Throughout the 19th and 20th centuries, defense of China trade was a major preoccupation of U.S. statesmen and businessmen. Fear that Japan and greedy European imperialists would divide a weak Chinese empire into exclusionary economic zones led the United States to proclaim the “open door” policy in 1899. Forty years later, U.S. opposition to Japanese efforts to conquer China and control its markets started the chain reaction that led to Japan’s attack on Pearl Harbor and U.S. entry into World War II.

What the United States wanted from the 1700s on was simple: free access to the Chinese market and legal protection for U.S. merchants and investors when they were there. The current agreement represents, by far, our best chance since Adams’ day to get them.

The agreement, however is only the first step, and there are plenty of problems to come. In the U.S., the problems will hit before the deal takes effect, as Congress and public opinion wrestle with putting U.S.-Chinese trade on a permanent basis. In China, the problems hit later, when the agreement will force China to accelerate the wrenching reforms of its economy.

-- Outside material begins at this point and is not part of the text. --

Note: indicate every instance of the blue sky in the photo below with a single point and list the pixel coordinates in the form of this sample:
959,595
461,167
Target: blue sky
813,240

In the United States, we now get the shootout at the OK Corral on China policy. Under current law, Congress must vote annually to continue “normal trade relations” with China. Implementing the WTO agreement will require one final, climactic vote on making that normal trade status permanent.

This vote is the big one on China policy: Once China joins the WTO, the U.S. generally, and especially Congress, will lose any leverage the annual trade votes now provide.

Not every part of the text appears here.